Stephan Vanfraechem zegt als bestuurder niet geïnteresseerd te zijn in macht. “Die is doorgaans alleen aan een titel gelinkt. Als algemeen directeur vertegenwoordig ik bedrijven en zit ik mee aan tafel in bepaalde overlegorganen, maar liever laat ik daar mijn invloed gelden. Ik doe deze job al zestien jaar. Door mijn expertise en mijn lange traject beschik ik intussen over een netwerk, waar ik vaak mijn oor te luisteren leg.

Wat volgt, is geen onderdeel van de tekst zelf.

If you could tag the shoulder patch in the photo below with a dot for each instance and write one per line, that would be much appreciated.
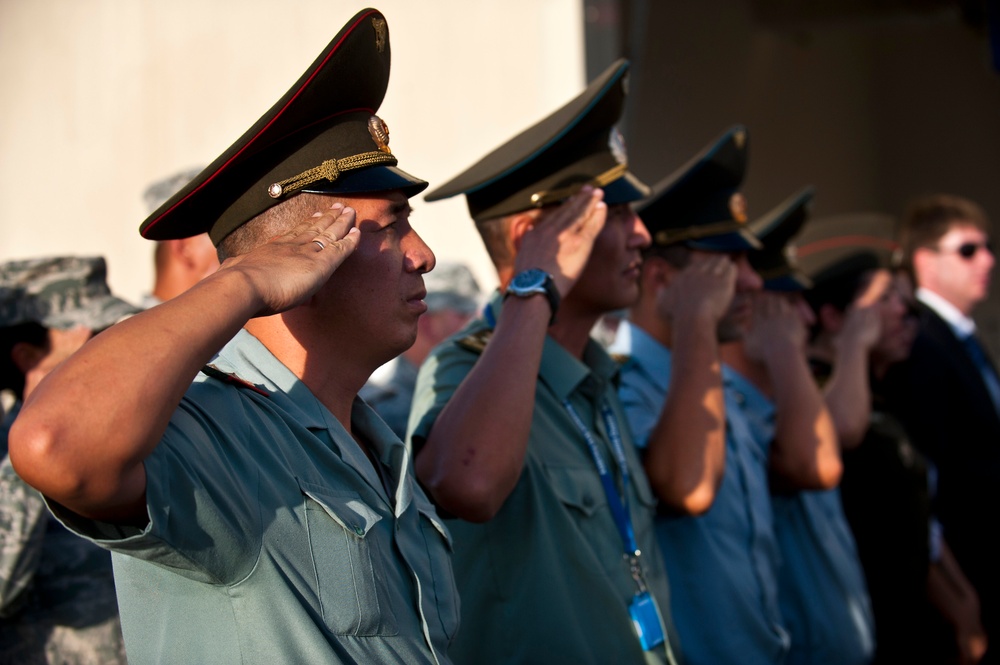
(232, 379)
(476, 341)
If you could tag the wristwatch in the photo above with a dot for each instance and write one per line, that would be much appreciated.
(534, 281)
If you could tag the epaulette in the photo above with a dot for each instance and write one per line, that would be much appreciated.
(232, 379)
(476, 341)
(621, 358)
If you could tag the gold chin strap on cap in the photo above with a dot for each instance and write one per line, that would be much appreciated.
(547, 197)
(671, 236)
(330, 170)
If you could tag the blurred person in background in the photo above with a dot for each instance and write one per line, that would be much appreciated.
(57, 593)
(947, 394)
(179, 263)
(452, 299)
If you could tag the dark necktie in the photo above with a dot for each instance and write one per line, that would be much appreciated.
(985, 367)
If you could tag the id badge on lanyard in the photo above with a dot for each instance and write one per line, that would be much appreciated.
(643, 611)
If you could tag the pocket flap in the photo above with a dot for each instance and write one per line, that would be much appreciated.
(345, 508)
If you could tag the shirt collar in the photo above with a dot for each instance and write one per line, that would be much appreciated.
(560, 370)
(962, 325)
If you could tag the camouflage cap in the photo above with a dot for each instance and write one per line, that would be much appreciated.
(451, 285)
(158, 192)
(59, 292)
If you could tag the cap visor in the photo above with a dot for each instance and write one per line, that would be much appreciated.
(370, 181)
(626, 189)
(737, 241)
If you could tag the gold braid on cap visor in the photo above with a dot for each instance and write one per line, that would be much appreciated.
(669, 237)
(330, 170)
(546, 197)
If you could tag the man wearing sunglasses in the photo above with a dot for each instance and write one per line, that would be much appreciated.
(948, 395)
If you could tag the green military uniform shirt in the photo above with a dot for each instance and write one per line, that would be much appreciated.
(273, 539)
(545, 580)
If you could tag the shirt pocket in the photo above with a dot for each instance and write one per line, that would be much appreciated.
(349, 562)
(438, 542)
(596, 544)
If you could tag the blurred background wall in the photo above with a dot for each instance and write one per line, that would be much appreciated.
(871, 101)
(99, 98)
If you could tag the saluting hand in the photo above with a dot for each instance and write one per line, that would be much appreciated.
(862, 321)
(777, 327)
(287, 270)
(561, 238)
(703, 288)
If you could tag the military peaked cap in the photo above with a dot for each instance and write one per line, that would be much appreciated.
(699, 204)
(550, 161)
(322, 137)
(776, 262)
(59, 292)
(835, 247)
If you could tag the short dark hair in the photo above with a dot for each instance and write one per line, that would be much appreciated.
(927, 219)
(11, 377)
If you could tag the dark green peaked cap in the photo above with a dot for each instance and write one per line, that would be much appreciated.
(834, 247)
(322, 136)
(699, 204)
(553, 159)
(776, 262)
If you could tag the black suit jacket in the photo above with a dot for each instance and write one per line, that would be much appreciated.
(941, 398)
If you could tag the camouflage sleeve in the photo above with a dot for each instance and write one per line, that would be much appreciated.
(22, 528)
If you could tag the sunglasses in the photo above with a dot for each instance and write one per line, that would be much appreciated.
(967, 250)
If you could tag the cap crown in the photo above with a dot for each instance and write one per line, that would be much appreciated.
(775, 262)
(548, 162)
(699, 204)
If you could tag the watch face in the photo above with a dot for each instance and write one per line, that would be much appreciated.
(529, 281)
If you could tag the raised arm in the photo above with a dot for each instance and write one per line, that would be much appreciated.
(473, 455)
(805, 453)
(83, 434)
(686, 450)
(848, 394)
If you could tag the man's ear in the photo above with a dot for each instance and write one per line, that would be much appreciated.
(519, 224)
(830, 318)
(656, 271)
(26, 356)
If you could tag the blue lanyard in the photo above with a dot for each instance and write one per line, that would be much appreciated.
(618, 504)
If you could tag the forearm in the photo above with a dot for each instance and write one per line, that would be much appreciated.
(848, 396)
(805, 453)
(685, 454)
(83, 434)
(472, 457)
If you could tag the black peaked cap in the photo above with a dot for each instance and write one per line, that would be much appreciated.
(834, 247)
(776, 262)
(551, 160)
(699, 204)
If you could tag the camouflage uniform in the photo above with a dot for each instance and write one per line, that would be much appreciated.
(57, 595)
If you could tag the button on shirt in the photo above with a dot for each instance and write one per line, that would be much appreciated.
(723, 564)
(273, 539)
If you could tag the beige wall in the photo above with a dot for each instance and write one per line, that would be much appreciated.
(101, 97)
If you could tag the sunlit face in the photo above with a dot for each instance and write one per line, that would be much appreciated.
(378, 292)
(958, 268)
(734, 324)
(610, 280)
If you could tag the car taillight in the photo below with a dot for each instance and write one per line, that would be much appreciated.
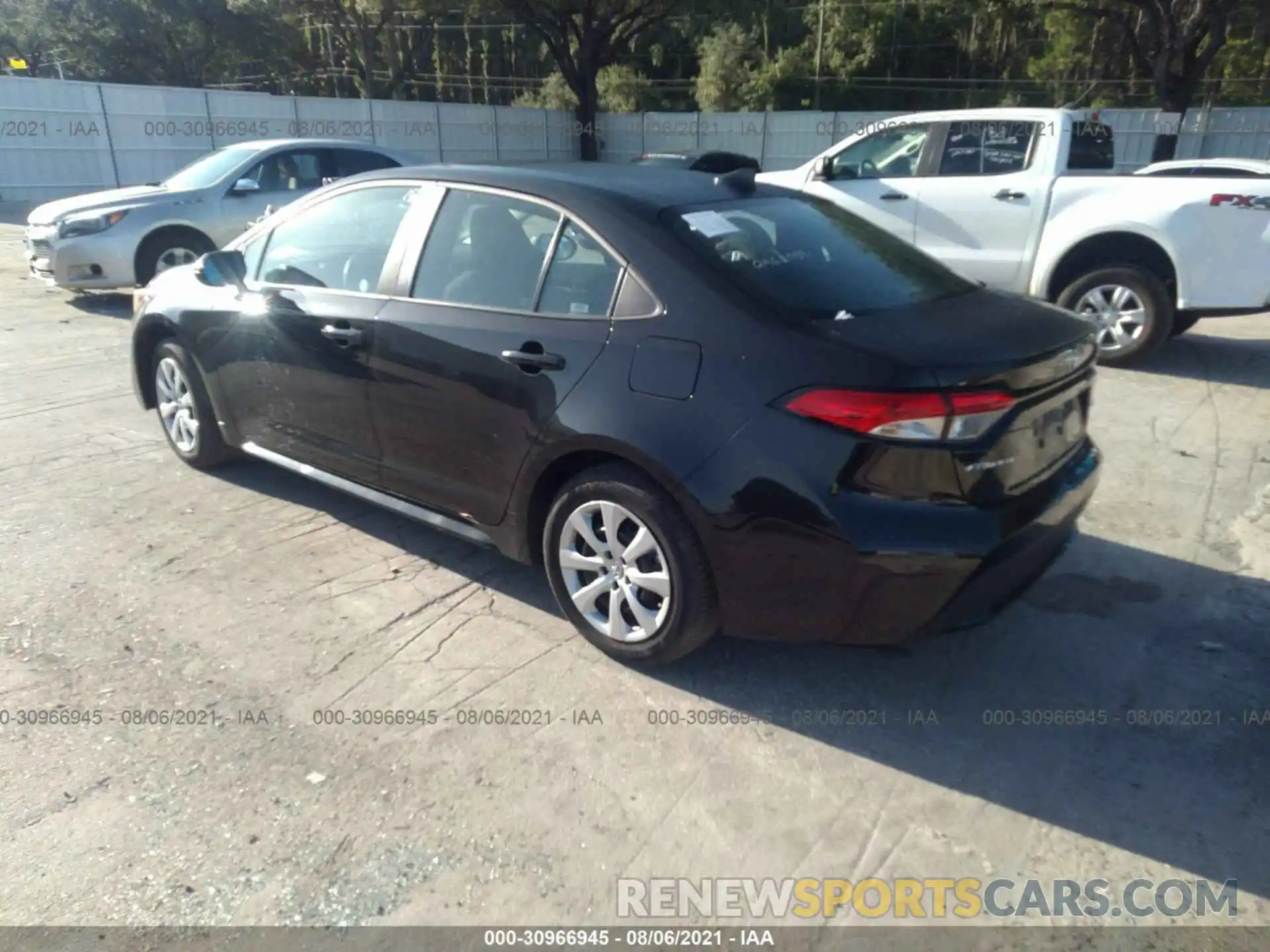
(959, 416)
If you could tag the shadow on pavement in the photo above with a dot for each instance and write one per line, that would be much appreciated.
(107, 303)
(1238, 361)
(1152, 668)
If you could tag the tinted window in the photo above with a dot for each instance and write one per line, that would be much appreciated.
(341, 243)
(987, 149)
(723, 163)
(810, 257)
(581, 278)
(890, 154)
(353, 161)
(1093, 147)
(294, 171)
(486, 251)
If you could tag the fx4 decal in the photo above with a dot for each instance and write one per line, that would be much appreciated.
(1261, 202)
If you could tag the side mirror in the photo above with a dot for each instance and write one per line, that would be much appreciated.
(222, 270)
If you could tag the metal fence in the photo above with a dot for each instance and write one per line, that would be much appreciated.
(66, 138)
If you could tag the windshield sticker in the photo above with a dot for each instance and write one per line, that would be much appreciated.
(710, 223)
(775, 260)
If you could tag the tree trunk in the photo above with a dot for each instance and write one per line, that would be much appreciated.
(367, 63)
(588, 104)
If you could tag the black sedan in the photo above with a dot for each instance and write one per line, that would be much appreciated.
(713, 160)
(701, 404)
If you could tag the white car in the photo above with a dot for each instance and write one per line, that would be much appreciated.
(122, 238)
(1028, 201)
(1209, 169)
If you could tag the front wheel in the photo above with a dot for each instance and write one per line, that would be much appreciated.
(1132, 307)
(628, 569)
(172, 248)
(186, 413)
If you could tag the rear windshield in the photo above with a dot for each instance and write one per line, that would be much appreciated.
(812, 259)
(663, 160)
(1093, 147)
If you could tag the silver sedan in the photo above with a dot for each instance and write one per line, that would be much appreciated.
(122, 238)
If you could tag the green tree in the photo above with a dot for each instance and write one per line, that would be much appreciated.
(733, 74)
(586, 36)
(621, 91)
(1173, 44)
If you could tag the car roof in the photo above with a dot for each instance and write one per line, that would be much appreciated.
(316, 143)
(651, 187)
(1250, 164)
(689, 154)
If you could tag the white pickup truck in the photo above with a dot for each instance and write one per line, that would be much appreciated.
(1028, 201)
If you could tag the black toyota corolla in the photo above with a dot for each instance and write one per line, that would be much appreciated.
(701, 404)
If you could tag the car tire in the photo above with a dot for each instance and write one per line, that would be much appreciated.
(168, 249)
(1184, 321)
(671, 559)
(1111, 295)
(181, 393)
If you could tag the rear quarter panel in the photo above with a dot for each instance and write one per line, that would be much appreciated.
(1220, 251)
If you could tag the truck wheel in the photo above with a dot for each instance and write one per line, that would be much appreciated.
(1184, 321)
(1130, 305)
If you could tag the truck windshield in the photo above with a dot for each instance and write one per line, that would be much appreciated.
(810, 258)
(210, 169)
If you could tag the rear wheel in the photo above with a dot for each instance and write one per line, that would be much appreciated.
(628, 569)
(1130, 306)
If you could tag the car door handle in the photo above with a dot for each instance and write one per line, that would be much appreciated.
(526, 360)
(345, 337)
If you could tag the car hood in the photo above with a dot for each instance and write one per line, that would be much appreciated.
(788, 178)
(52, 212)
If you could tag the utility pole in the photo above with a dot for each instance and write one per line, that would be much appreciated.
(820, 52)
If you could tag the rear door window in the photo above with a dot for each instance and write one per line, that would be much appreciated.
(353, 161)
(808, 258)
(1093, 147)
(987, 147)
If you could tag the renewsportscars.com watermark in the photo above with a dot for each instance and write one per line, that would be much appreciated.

De inzichten die ik zo opdoe, gebruik ik om mijn mening te vormen en bij te sturen.”

Dialoog staat voorop bij Vanfraechem. “Door open en transparant te zijn, kan ik me kwetsbaar opstellen en aangeven waar ik moeite ondervind. Zo kan ik samen met anderen aan een oplossing werken. Ook dat is voor mij invloed. Kijk naar historicus Bruno De Wever: hij heeft zich altijd geëngageerd in het maatschappelijke debat. Hij doet dat niet om de macht, maar omdat hij een mening heeft.”

Ook Sofie De Caigny heeft niets met macht. Wel beseft ze dat er door elke beslissing die zij neemt, mensen en middelen naar bepaalde projecten gaan – en niet naar andere. “Maar dat is voor elke bestuurder het geval.” Omdat ze met overheidsgeld werkt, vraagt ze zich steevast af hoe ze haar missie moet waarmaken en wie ze daarvoor inschakelt.

Geschiedenis is geen zwart-witverhaal, besluit Stephan Vanfraechem, het is er een van vijfduizend tinten grijs. Omdat ze vaak wordt misbruikt, is het voor Jonathan Holslag belangrijk haar goed te kennen om leugens te kunnen doorprikken. “Laatst gaf ik les aan een groep Nederlandse generaals over leiderschap in de 21ste eeuw. Cybertechnologie en informatiemanagement zijn één ding, maar echt leiderschap gaat over strijdlust en een model te durven zijn. En dan ken je maar beter je geschiedenis.”